Contre-argumentaire au paragraphe précédent. Ce sont souvent ceux qui possèdent des optiques performantes qui utilisent le plus le format RAW. Mais ce sont d'ailleurs aussi souvent ceux qui utilisent le capteur le plus performant (par exemple, les boîtiers pro ou quasi pro, style EOS 5D ou 1D) derrière ces optiques performantes. Je pense que c'est un tout : si tu as les phynances (coucou Ubu) et la passion pour accepter de débourser des sommes importantes dans des optiques pour accéder à un certain niveau de qualité, tu ne vas généralement pas t'arrêter en chemin. Au contraire, tu vas chercher à optimiser toute la chaîne de production de tes images : qualité des optiques (photo, micro, ou macro), qualité du capteur (haute résolution, fidélité des couleurs, peu de bruit) sans oublier, selon les sujets, sa réactivité et sa robustesse, qualité du post-traitement (format RAW, logiciels dédiés). Pour autant, il me paraît clair que les optimisations effectuées en post-traitement seront moins criantes que si tu pars, à la base, d'optiques présentant des "petites faiblesses" plus prononcées.

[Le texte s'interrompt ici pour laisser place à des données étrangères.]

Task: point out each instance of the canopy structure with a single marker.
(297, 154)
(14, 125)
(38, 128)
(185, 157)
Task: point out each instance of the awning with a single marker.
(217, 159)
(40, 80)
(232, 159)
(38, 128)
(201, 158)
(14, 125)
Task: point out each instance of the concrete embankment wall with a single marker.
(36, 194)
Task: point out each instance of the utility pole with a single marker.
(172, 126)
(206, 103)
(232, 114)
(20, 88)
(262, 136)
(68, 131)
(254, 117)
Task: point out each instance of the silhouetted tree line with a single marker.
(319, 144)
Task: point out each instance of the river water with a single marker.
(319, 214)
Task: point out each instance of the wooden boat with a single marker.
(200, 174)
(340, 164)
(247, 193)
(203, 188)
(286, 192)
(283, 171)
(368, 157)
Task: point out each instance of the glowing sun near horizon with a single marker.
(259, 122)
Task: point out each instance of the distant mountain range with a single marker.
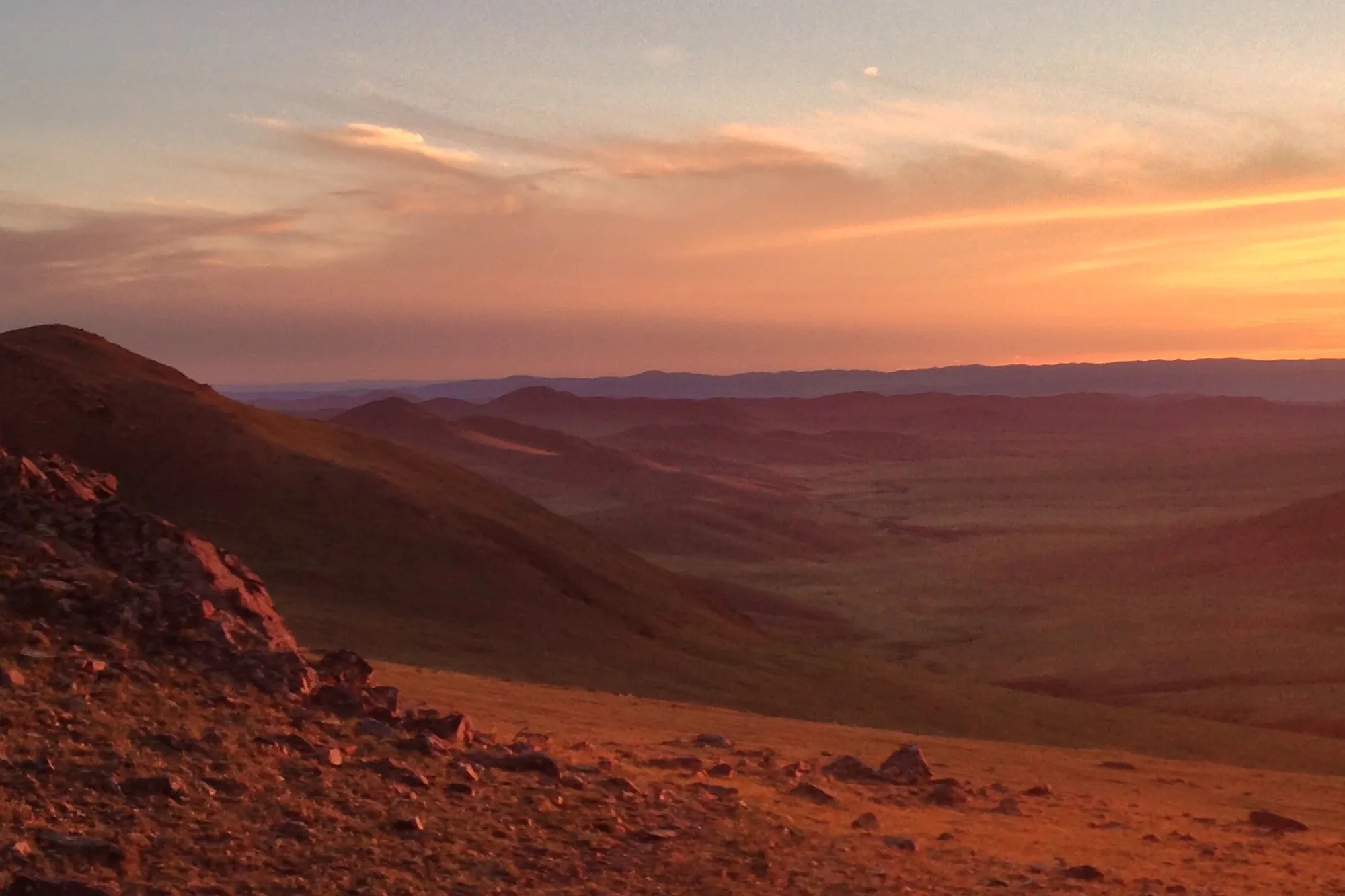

Lire un fichier au format RAW. C'est effectivement un gros problème, car ce format n'est absolument pas ouvert. Il existe des logiciels libres capables de lire les formats RAW propriétaires (un exemple,
dcraw ou son frontend
ufraw), mais ils ne sont peut-être pas aussi excellents que les logiciels de Canon (après tests, Digital Photo Professional fait un peu mieux que
ufraw auquel manque encore les corrections de "netteté" (
sharpness)). Quoi qu'il en soit, c'est un réel problème pour la sauvegarde à long terme de nos données. En tant que linuxien, cela me pose aussi un problème. Ma solution, à l'heure actuelle, est un compromis : faire les optimisations souhaitées, sauvegarder en TIFF/JPEG, et supprimer le fichier RAW. Je perds une partie des données, mais je m'assure de pouvoir les lire tant que je voudrais. On peut rêver d'un format Raw universel et ouvert (avec le sourire de la crémière
)... mais il n'existe pas à ma connaissance.
Bref, peaufiner les réglages avant la photo c'est indispensable, car on ne peut bien évidemment pas faire apparaître des infos qui n'existent pas (zones "cramées", mauvais cadrage, flou complexe, artefacts lumineux complexes, etc.) et, pire encore, rectifier des faiblesses de nature esthétique (cadrage, profondeur de champ, qualité du bokeh, etc.), mais je ne voue pas pour autant le format RAW aux gémonies.